3D digital holograms on smartphones?
3D holograms, previously reserved for sci-fi movies, may soon find their way into our daily lives. Until now, 3D holograms based on the phase shift holography method could be captured using a large specialized camera with a polarizing filter. However, a Korean research group has just developed a technology to acquire holograms on mobile devices, such as smartphones.
The Korea Institute of Science and Technology (KIST, Director Seok-jin Yoon) recently announced that a research team led by Dr Min-Chul Park and Dr Do Kyung Hwang of the Center for Opto-Electronic Materials and Devices, in collaboration with a research team led by Prof. Seongil Im from the Physics Department of Yonsei University, succeeded in developing a photodiode that detects the polarization of light in the near infrared without additional polarization filters and thus, the realization of ‘a miniaturized holographic image sensor for 3D digital holograms, using 2D semiconductor materials: rhenium diselenide and tungsten diselenide.

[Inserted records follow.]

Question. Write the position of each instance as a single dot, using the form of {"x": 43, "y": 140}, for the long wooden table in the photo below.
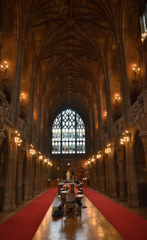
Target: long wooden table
{"x": 63, "y": 199}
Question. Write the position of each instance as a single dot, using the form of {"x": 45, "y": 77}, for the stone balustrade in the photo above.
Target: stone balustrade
{"x": 6, "y": 110}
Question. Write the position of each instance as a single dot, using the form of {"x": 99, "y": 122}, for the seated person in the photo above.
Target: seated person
{"x": 71, "y": 190}
{"x": 77, "y": 200}
{"x": 66, "y": 185}
{"x": 77, "y": 182}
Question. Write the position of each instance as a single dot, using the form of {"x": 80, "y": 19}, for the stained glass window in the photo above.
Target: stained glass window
{"x": 68, "y": 134}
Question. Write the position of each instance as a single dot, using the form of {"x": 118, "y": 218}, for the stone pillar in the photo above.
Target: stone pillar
{"x": 19, "y": 174}
{"x": 143, "y": 137}
{"x": 94, "y": 174}
{"x": 37, "y": 179}
{"x": 2, "y": 137}
{"x": 99, "y": 120}
{"x": 44, "y": 131}
{"x": 125, "y": 96}
{"x": 90, "y": 175}
{"x": 31, "y": 108}
{"x": 39, "y": 121}
{"x": 101, "y": 176}
{"x": 132, "y": 183}
{"x": 120, "y": 153}
{"x": 17, "y": 81}
{"x": 27, "y": 184}
{"x": 112, "y": 176}
{"x": 109, "y": 108}
{"x": 9, "y": 181}
{"x": 107, "y": 173}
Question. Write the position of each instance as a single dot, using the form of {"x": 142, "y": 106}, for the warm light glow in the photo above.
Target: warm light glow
{"x": 125, "y": 138}
{"x": 108, "y": 149}
{"x": 99, "y": 155}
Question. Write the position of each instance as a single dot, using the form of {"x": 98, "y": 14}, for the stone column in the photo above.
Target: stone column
{"x": 17, "y": 81}
{"x": 90, "y": 175}
{"x": 99, "y": 120}
{"x": 107, "y": 173}
{"x": 9, "y": 181}
{"x": 124, "y": 87}
{"x": 143, "y": 137}
{"x": 37, "y": 179}
{"x": 101, "y": 176}
{"x": 31, "y": 108}
{"x": 120, "y": 153}
{"x": 94, "y": 174}
{"x": 2, "y": 137}
{"x": 132, "y": 182}
{"x": 19, "y": 174}
{"x": 27, "y": 184}
{"x": 112, "y": 176}
{"x": 39, "y": 121}
{"x": 44, "y": 131}
{"x": 109, "y": 108}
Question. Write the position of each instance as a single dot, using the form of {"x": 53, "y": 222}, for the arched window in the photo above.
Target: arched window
{"x": 68, "y": 133}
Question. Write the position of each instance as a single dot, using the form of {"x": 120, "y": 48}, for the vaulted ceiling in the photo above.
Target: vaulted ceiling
{"x": 68, "y": 41}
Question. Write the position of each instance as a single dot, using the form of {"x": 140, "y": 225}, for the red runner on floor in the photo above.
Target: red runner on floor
{"x": 24, "y": 224}
{"x": 128, "y": 224}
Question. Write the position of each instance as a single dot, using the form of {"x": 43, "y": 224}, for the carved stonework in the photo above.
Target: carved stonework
{"x": 143, "y": 121}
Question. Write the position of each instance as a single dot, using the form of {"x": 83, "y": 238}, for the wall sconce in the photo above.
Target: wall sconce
{"x": 93, "y": 158}
{"x": 108, "y": 149}
{"x": 5, "y": 79}
{"x": 143, "y": 35}
{"x": 16, "y": 138}
{"x": 22, "y": 97}
{"x": 32, "y": 150}
{"x": 117, "y": 98}
{"x": 41, "y": 157}
{"x": 5, "y": 66}
{"x": 126, "y": 137}
{"x": 99, "y": 155}
{"x": 136, "y": 72}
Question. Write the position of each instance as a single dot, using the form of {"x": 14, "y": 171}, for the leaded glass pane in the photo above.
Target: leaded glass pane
{"x": 68, "y": 133}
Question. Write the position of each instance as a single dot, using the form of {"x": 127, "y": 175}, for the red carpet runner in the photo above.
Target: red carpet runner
{"x": 24, "y": 224}
{"x": 128, "y": 224}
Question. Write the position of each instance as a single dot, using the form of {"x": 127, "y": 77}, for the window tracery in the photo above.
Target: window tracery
{"x": 68, "y": 133}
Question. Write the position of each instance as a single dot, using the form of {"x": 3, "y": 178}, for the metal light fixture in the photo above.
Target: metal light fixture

Photodiodes, which convert light into current signals, are essential components of the pixels of image sensors in digital cameras and smartphones. The introduction of the ability to detect the polarization of light on the image sensor of an ordinary camera provides a variety of new information, enabling the storage of 3D holograms. Previous polarization detection cameras have an additional polarization filter, several hundred microns, attached to an ultra-small optical diode image sensor, less than one micrometer. Thus, they could not be implemented in portable electronic devices due to their inability to be integrated and miniaturized.
The research group developed a photodiode by stacking an n-type semiconductor, rhenium diselenide, which exhibits a difference in light absorption depending on the linear polarization angle of light in the near infrared region ( 980 nm), and a p-type semiconductor, tungsten diselenide, which exhibits no difference in photo-response as a function of polarization, but allows superior performance. The device is excellent in photodetecting various wavelengths from ultraviolet to near infrared, even capable of selectively detecting the polarization characteristics of light in the near infrared region. The research group used the device to create a digital holographic image sensor that records polarization characteristics to successfully capture holograms.
KIST’s Dr Hwang said, “Research on downsizing and integrating individual elements is needed to ultimately miniaturize holographic systems. The results of our research will lay the foundation for the future development of miniaturized holographic camera sensor modules. Further, Dr Park remarked, “The new sensor can detect more near infrared light, as well as previously undetectable visible light, opening up new opportunities in various fields such as 3D night vision, autonomous driving, biotechnology and the acquisition of infrared data for the analysis and restoration of cultural property.